A maior diferença de salários pode ser observada com dezesseis anos ou mais de

estudo: 43,9%! Neste caso, o incremento de um ano a mais de estudo para o homem

representa um aumento da renda de 24,8%, enquanto que para as mulheres esse incremento

é de 21,9%.

A classificação “0 anos” de estudo representa as pessoas que não tiveram instrução ou

que tiveram menos de 1 ano de estudo concluído. 1 ano de estudo concluído é representado

pela classificação “1 ano de estudo”; 2 anos de estudo concluídos é representado pela

classificação “2 anos de estudo”, e assim sucessivamente. Para as pessoas que apresentam

17 anos ou mais de estudos concluídos, a classificação é “17 anos de estudo”. Assim

percebemos que esta variável é relevante para explicar a diferença de salários entre homens

e mulheres.

Outra variável que também está representada por dummy na regressão é a variável

ocup. Ela representa a posição na ocupação.

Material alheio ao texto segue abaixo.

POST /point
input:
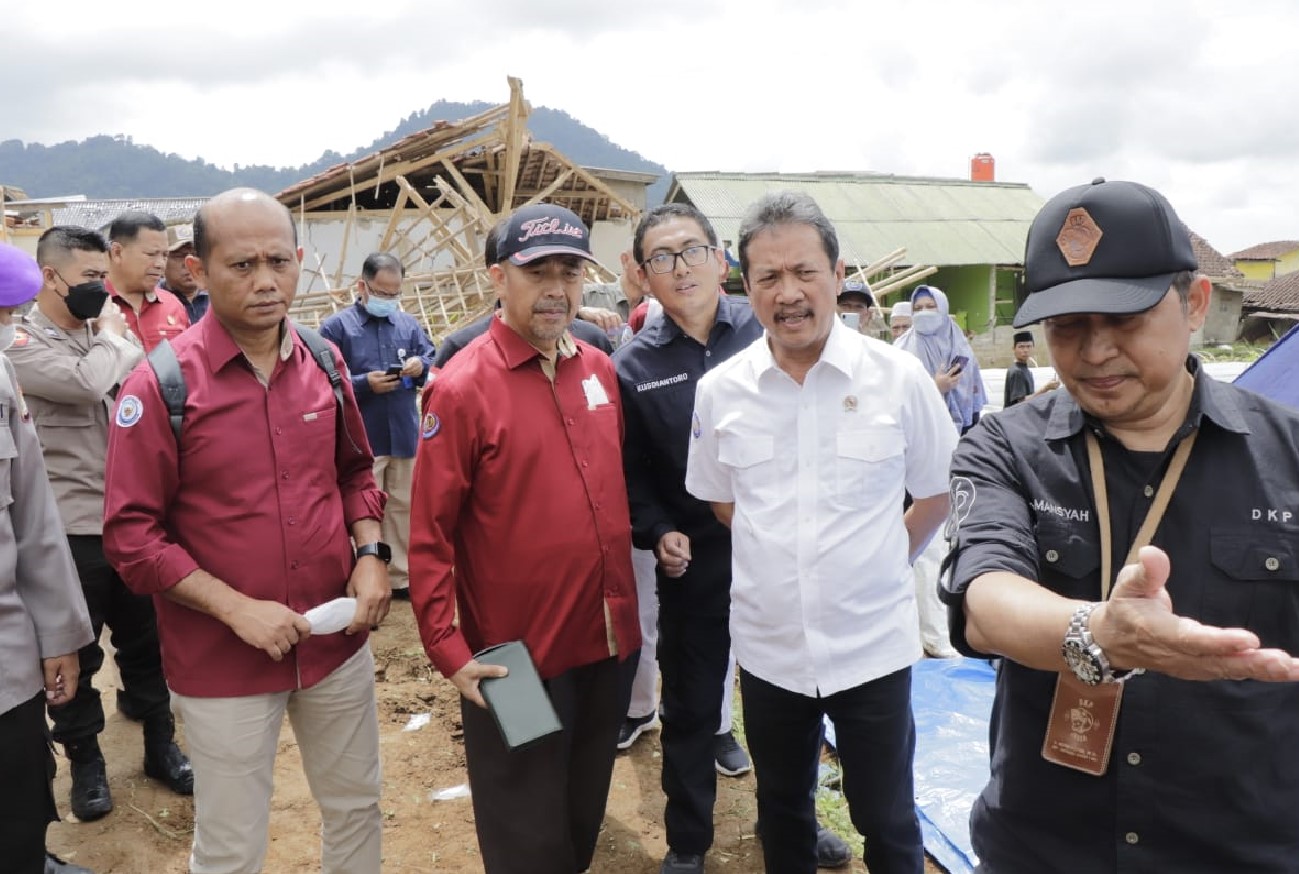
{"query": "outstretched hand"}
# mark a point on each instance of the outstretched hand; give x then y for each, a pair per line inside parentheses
(1137, 627)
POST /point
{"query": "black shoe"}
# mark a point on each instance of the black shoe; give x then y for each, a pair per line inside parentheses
(677, 862)
(55, 865)
(730, 757)
(166, 764)
(832, 851)
(634, 727)
(90, 798)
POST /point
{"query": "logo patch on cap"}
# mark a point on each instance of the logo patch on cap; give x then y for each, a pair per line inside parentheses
(1078, 238)
(129, 412)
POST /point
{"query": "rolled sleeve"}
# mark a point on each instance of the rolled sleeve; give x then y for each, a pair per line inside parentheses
(140, 479)
(707, 478)
(989, 526)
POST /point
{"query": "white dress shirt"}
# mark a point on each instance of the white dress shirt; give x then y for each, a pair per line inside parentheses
(821, 594)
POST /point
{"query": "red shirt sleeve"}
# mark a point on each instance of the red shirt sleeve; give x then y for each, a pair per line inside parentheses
(443, 472)
(139, 483)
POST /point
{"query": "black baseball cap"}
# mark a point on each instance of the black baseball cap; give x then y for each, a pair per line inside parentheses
(857, 287)
(542, 230)
(1107, 247)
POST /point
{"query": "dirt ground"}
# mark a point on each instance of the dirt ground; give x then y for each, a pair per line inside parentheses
(150, 829)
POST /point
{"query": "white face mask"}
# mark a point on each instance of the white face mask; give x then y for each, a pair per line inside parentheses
(926, 321)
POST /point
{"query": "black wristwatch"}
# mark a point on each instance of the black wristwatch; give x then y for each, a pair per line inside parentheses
(379, 549)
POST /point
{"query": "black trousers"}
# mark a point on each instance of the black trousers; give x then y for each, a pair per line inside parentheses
(27, 795)
(538, 811)
(694, 651)
(876, 740)
(134, 634)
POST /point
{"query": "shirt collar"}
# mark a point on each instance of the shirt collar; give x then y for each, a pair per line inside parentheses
(517, 351)
(664, 330)
(221, 348)
(1210, 399)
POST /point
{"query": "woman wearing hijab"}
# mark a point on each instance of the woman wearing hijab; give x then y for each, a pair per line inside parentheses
(937, 340)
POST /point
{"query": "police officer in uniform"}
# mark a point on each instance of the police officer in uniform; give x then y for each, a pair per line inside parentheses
(43, 617)
(70, 353)
(1135, 600)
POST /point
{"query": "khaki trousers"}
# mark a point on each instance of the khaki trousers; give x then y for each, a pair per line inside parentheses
(392, 475)
(231, 743)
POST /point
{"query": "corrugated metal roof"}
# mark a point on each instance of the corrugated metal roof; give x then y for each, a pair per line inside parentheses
(100, 213)
(938, 221)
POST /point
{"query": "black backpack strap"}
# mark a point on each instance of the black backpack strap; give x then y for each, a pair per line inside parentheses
(322, 351)
(170, 383)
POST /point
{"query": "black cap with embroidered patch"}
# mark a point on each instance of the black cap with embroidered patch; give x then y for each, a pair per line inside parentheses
(542, 230)
(1108, 247)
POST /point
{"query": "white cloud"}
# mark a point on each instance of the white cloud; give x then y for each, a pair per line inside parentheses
(1190, 96)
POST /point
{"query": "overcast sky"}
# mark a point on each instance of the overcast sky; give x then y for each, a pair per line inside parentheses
(1194, 98)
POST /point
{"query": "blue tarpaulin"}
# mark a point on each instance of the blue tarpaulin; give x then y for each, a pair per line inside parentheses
(1276, 374)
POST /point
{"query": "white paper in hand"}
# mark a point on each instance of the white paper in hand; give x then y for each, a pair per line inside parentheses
(331, 616)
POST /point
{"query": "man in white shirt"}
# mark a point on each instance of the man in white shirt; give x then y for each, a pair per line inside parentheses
(804, 444)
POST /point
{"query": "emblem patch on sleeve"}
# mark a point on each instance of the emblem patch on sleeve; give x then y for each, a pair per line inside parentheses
(961, 495)
(129, 412)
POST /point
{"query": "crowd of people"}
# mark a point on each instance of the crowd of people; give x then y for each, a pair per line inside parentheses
(663, 491)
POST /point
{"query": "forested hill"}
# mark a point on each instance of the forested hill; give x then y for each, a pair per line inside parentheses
(116, 166)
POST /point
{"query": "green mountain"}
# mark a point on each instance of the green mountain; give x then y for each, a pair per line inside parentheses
(117, 166)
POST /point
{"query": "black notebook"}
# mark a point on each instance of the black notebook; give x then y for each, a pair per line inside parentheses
(517, 701)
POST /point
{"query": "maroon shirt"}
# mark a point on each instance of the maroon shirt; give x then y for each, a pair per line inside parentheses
(261, 496)
(520, 509)
(161, 317)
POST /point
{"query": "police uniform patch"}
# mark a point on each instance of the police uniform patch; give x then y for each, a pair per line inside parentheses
(129, 412)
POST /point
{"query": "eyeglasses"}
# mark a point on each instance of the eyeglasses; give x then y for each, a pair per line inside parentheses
(694, 256)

No Censo, isso significa “a relação de trabalho

existente entre a pessoa e o empreendimento em que trabalhava”. A divisão das ocupações

foi feita da seguinte forma:

I. Ocup 1: Trabalhador doméstico com carteira de trabalho assinada;

II. Ocup 2: Trabalhador doméstico sem carteira de trabalho assinada;

III. Ocup 3: Empregado com carteira de trabalho assinada;

IV. Ocup 4: Empregado sem carteira de trabalho assinada;

V. Ocup 5: Empregado;

VI. Ocup 6: Conta-própria.

Através do gráfico 3, que mostra os diferentes salários médios entre homens e

mulheres para as diferentes ocupações, podemos perceber que os maiores salários são

pagos para as pessoas que são empregadoras, e os menores salários são pagos aos

trabalhadores domésticos sem carteira assinada. Em relação ao gap salarial, os

empregadores também apresentam o maior índice: 21,1%; o menor índice é obtido pelas

pessoas autônomas. Já no caso de empregado sem carteira doméstica, percebemos uma

mudança de cenário: as mulheres ganham na média 3,3% a mais do que os homens.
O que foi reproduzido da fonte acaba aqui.